Are they stupid as fuck? On the knowledge of whom does he think their models are trained? Idiotic thieves.
Not just that, but "working with your hands" has been seen all kinds of machines automating people out of jobs for the past 200+ years, AI/LLM will only make automation more capable, and more undercutting of people's manual labor costs.
LLM, unlikely. ML, probably, but not as rapidly as the hype would suggest.
And yeah, the disruption caused by the industrial revolution, telecommunications, automobiles, computers and the internet all are likely to exceed any impact caused by broader use of LLMs, which are too costly to train and run, inherently too unreliable for safety-critical or health-critical use, too flaky for any use requiring auditability, and generally of unproven utility so far, outside of a few niche applications.
And I say this as a leader of a technical team that has successfull adopted ML in several use cases, and has evaluated several opportunities to use LLMs. So far, with LLMs, the game ain't worth the candle, even without considering the enormous environmental damage caused by their supporting infrastructure.
ML already has demonstrated tremendous capability increases for automated machines, starting with postal letter sorters decades ago, proceeding through ever more advanced (and still limited, occasionally flawed - like people) image recognition.

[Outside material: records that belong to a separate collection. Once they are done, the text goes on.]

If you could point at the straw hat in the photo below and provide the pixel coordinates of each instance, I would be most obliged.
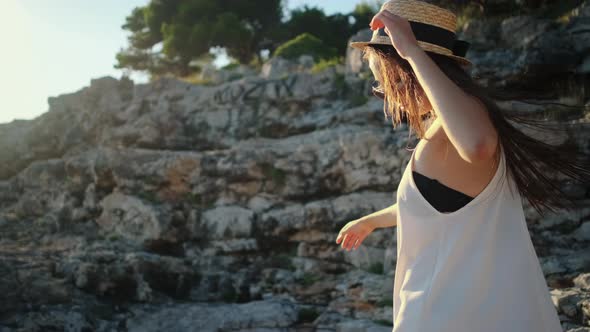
(433, 26)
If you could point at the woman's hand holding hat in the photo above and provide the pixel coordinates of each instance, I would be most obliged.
(402, 38)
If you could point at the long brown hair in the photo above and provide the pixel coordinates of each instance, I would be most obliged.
(529, 160)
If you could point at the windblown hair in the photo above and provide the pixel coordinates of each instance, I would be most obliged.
(529, 160)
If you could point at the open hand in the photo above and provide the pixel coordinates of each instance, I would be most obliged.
(353, 233)
(399, 31)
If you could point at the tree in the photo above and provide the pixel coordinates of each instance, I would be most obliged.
(187, 29)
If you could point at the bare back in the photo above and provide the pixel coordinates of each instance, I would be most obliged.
(438, 159)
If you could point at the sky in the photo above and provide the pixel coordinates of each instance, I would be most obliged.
(53, 47)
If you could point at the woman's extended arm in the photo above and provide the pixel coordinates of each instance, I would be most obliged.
(464, 118)
(383, 218)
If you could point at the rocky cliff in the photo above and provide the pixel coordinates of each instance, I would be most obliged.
(171, 206)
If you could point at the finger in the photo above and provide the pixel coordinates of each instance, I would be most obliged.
(339, 238)
(376, 22)
(390, 15)
(359, 241)
(347, 241)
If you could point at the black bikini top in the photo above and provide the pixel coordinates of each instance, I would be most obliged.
(441, 197)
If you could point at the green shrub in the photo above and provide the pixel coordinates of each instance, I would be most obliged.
(305, 43)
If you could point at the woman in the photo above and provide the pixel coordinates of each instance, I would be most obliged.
(465, 260)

LLM puts more of a "natural language interface" on things, making phone trees into something less infuriating to use and ultimately more helpful.

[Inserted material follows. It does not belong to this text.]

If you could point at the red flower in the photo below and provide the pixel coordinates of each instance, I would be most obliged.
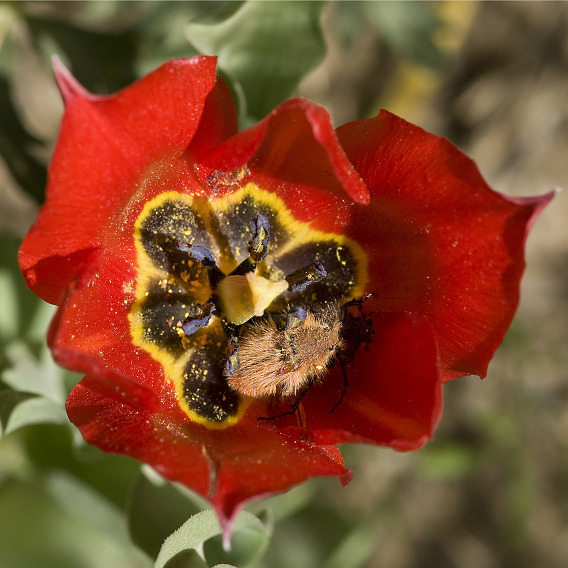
(167, 236)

That's a matter of application
Yeah, although I can see LLMs being helpful as a front end, in addition to the traditional checklist systems used for safety regulation, medical Dx and other guidance, an LLM can (and has, for me) provided (incomplete, sometimes flawed) targeted insights into material it reviews - improving the human review process as an adjunct tool, not as a replacement for the human reviewer.
Definitely. Mostly I have been using LLM generated code to create deterministic processes which can be verified as correct - it's pretty good at that, I could write the same code myself but the AI agent/LLM can write that kind of (simple) program 5x-10x faster for 10% of the "brain fatigue" and I can focus on the real problems we're trying to solve. Having those deterministic tools again makes review and evaluation of large spreadsheets a more thorough and less labor intense process. People make mistakes, too, and when you give them (for this morning's example) a spreadsheet with 2000 rows and 30 columns to "evaluate" - beyond people's "context window capacity" as well... we need tools that focus on the important 50 lines and 8 columns without missing the occasional rare important datapoints...
The better modern models, in roughly the past 10 months or so, have turned a corner for some computer programming tasks, and over those 10 months they have improved rather significantly. It's not the panacea revolution that a lot of breathless journalists describe, but it's a better tool assisting in the creation of simple programs (and simple components of larger programs) than anything I have used in the previous 45 years, and over the past 10 months the level of complexity / size of programs the LLMs can effectively handle has roughly tripled, in my estimation for my applications.
When it's used for worthless garbage (as most of it seems to be today), I agree with this evaluation. Focused on good use cases? In specifically good use cases, the power / environmental impacts range from trivial to positive - in those cases where the AI agents/LLMs are saving human labor - human labor and its infrastructure has enormous environmental impact too.